Wer Liebeskummer hat, geht Schuhe kaufen
Loachs Filme stehen einer Industriemaschine der bewegten Bilder gegenüber, die in der Übermacht ist und allein aus diesem Fakt der Überzahl eine Deutungshoheit beanspruchen. Loach kritisiert, dass durch die Monopolstellung der großen Studios eine Asymmetrie entstanden sei, die schädlich für freie Filmschaffende ist. Risiko und radikale Kreativität werden schwierig, da die Finanzierung nur schwer zu sichern ist. Eine Seite der Waage hat das Übergewicht. Man kann befürchten, dass die Geschwindigkeit der Bilder das kritische Aufnahmepotential der Menschen übersteigt und sich eine neue Ästhetik durchsetzt. Eine neue Art, Dinge wahrzunehmen. Jean Baudrillard und Vilém Flusser sind Theoretiker, die in diesem Zusammenhang genannt werden können. Eine Realität, die nur noch konstruiert wird. Ein Leben, dass sich an den ästhetischen Konzeptionen der Kulturindustrie misst, sich daran orientiert. Wer Liebeskummer hat, geht Schuhe kaufen. Diese Haltung lässt sich auch aus der politischen Überzeugung dieses Regisseurs selbst ableiten und scheint durchaus konsequent. Dennoch ist die Frage, ob man das System mit einer Kritik dieser Art überhaupt noch treffen kann oder nicht vielmehr das Gegenteil dessen bewirkt, was man eigentlich wollte.
Das Entweder-Oder Kino
Wenn man eine qualitative Hierarchie zwischen Hollywood, dem vermeintlichen Publikums-Ausbeuter, und dem europäischen (oder Independent-)Kino aufbaut, steht schnell der Vorwurf des Kultursnobismus im Raum. Loach spricht sich radikal für das kleine Kino aus und sicherlich nicht zu unrecht. Dennoch wird hier ein Entweder-Oder installiert, welches die eigene Position zum neuen Gesetz macht. Das tiefgründige europäische Kino im Gegensatz zum nur an Profit interessierten Kino Amerikas. Die Avantgarde gegenüber der reaktionären Kunst. Es wäre nützlicher, den Diskurs hier zu erweitern und Argument für Argument mit einzubeziehen. Aus dem scheinbar Banalen seine Schlüsse zu ziehen und von innen oder durch Einbezug zu kritisieren. Damit ist man nicht der Kritiker in einem fremden Land, sondern gesellt sich mit absoluter Überzeugung auf die gleiche Augenhöhe. Man vermeidet den eigenen Fundamentalismus. Dies betrifft nur den künstlerischen Aspekt dieser Debatte. Bezogen auf die Monopolstellung aber, auf die Ökonomisierung des Filmgeschäfts, kann man Loach jedoch kaum widersprechen. Film nur als Ziffer in der Bilanz zu verrechnen, nimmt dem Schaffen einen unschätzbaren Freiraum.
Literatur:
Adorno, Theodor W.: Dialektik der Aufklärung, Frankfurt am Main 2008.

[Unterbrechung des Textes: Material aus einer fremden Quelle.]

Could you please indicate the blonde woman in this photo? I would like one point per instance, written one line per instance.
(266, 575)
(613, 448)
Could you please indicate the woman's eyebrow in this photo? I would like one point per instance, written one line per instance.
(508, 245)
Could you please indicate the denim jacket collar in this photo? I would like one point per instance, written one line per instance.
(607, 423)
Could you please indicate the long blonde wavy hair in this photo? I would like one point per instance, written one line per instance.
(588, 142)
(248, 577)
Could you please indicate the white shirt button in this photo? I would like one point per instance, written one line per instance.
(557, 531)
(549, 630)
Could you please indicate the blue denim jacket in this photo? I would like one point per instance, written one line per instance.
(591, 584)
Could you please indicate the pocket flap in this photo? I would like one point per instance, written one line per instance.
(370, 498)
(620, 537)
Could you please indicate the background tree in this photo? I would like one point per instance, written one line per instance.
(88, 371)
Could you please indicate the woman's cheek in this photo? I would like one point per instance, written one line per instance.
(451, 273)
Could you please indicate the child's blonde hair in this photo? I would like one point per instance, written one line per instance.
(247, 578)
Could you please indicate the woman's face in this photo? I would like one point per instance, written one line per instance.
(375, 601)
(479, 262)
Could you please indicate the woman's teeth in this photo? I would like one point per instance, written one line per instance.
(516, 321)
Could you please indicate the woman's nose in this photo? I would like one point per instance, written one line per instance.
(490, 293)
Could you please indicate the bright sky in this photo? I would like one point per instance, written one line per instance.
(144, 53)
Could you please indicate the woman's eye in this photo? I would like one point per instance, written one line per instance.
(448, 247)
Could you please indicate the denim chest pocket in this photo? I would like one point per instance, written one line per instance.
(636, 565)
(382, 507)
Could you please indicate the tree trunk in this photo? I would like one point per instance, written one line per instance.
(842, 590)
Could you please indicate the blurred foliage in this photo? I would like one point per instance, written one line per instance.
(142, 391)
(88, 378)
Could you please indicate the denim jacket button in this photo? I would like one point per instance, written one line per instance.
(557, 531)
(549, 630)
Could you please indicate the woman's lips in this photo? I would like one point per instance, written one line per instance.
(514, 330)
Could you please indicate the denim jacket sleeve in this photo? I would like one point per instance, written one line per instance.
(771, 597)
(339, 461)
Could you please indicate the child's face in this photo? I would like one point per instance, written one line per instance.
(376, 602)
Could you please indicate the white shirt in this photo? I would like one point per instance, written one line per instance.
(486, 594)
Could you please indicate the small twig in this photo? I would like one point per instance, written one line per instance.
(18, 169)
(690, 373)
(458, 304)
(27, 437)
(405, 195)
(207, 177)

Adorno, Theodor W.: „Fernsehen als Ideologie“, in: Kulturkritik und Gesellschaft II, Frankfurt a.M. 2003.
Adorno, Theodor W.: „Prolog zum Fernsehen“, in: Kulturkritik und Gesellschaft II, Frankfurt a.M. 2003.
Adorno, Theodor W.: Ästhetische Theorie, Frankfurt a.M. 2003.
Filmquellen:
Ken Loach, My name is Joe, GB 1998.
Ken Loach, When the wind shakes the barley, GB 2006.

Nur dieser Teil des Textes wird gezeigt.